Un journal fragmentaire
Derrière cette vie militante intransigeante, c’est une subjectivité féminine-féministe qui s’exprime dans les cinquante-deux entrées d’un Journal d’une suffragiste fragmentaire – « buttes témoins d’une pratique diaire au long cours qui s’échelonne au bas mot sur seize ans (1883-1899) » – miraculeusement retrouvé à la Bibliothèque de la Ville de Paris par Nicole Cadène. On y lit l’anxiété avant les jours de discours, le patriotisme brulant entravé des 14 juillet : « Il faut bien être logique étant de par mon sexe assujettie je dois me tenir à l’écart de la joie comme je suis tenue à l’écart du droit […]. Ô ma patrie, il faut bien que tu sois incomparable pour que je préfère vivre esclave chez toi que libre ailleurs. » La joie des bains de mer et les souffrances du corps. La difficulté à recruter des vendeurs de journaux à la criée fiables et les désillusions : « J’ai perdu le courage et la foi, je ne vois plus maintenant que dans le très lointain cette émancipation de la femme à laquelle j’ai consacré ma vie. Mes efforts frappent les oreilles humaines aussi inutilement que les vagues de la mer frappent les rochers. Nous nous brisons inutilement, les vagues contre les récifs, moi contre les préjugés. » Ce journal dévoile les dispositions d’une femme qui s’est donnée une mission – « Tenir comme moi si peu de place dans le monde et vouloir faire le changement le plus considérable qui ait eu lieu encore dans l’ordre social » – et qui oscille entre l’affirmation d’une « foi de chrétienne aux bûchers » et la confidence : « folle que je suis de m’attacher ainsi à une idée qui me fait tout souffrir. »

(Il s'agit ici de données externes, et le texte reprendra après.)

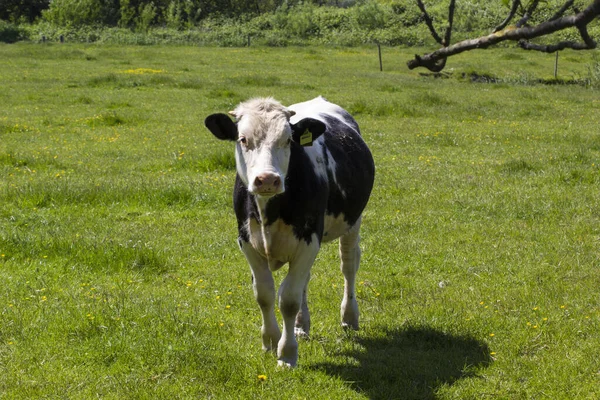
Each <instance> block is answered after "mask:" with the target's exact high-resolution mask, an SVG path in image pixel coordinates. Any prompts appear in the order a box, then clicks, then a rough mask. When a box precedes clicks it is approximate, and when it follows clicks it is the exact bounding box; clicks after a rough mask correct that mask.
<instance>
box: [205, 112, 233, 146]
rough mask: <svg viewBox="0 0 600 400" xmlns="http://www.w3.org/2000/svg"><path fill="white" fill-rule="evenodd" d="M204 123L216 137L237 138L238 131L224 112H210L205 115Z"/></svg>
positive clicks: (228, 138)
mask: <svg viewBox="0 0 600 400" xmlns="http://www.w3.org/2000/svg"><path fill="white" fill-rule="evenodd" d="M204 125H206V127H207V128H208V130H209V131H211V132H212V134H213V135H215V136H216V137H217V138H218V139H221V140H237V139H238V131H237V126H236V125H235V123H234V122H233V121H232V120H231V118H229V116H228V115H226V114H212V115H209V116H208V117H206V119H205V120H204Z"/></svg>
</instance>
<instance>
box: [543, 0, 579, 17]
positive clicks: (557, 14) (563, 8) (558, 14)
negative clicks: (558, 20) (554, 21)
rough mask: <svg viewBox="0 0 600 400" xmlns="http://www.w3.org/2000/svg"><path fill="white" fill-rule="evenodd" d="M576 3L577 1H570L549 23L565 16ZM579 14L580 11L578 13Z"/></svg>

Les quelques articles de journaux d’Hubertine Auclert qui suivent le journal et l’introduction qui le précède formeront, ensemble, pour le grand public, un tout harmonieux. La subjectivité du journal dévoile l’envers d’une politisation dont Nicole Cadène éclaire les enjeux et les limites historiques « tout en affirmant l’égalité des sexes, Auclert, s’inscrivant en cela dans la pensée de son époque, attribue aux femmes des qualités spécifiques. Mais saurait-on lui reprocher de ne pas avoir lu Le Deuxième sexe ? » Assurément non. De sa relation professionnelle avec Drumont il y aurait, en revanche, davantage à dire. Mais, laissons le point de côté. Cette trace exhumée de la première vague féministe enveloppe, et l’on pense avec reconnaissance et admiration à Hubertine Auclert, à la femme et à la féministe.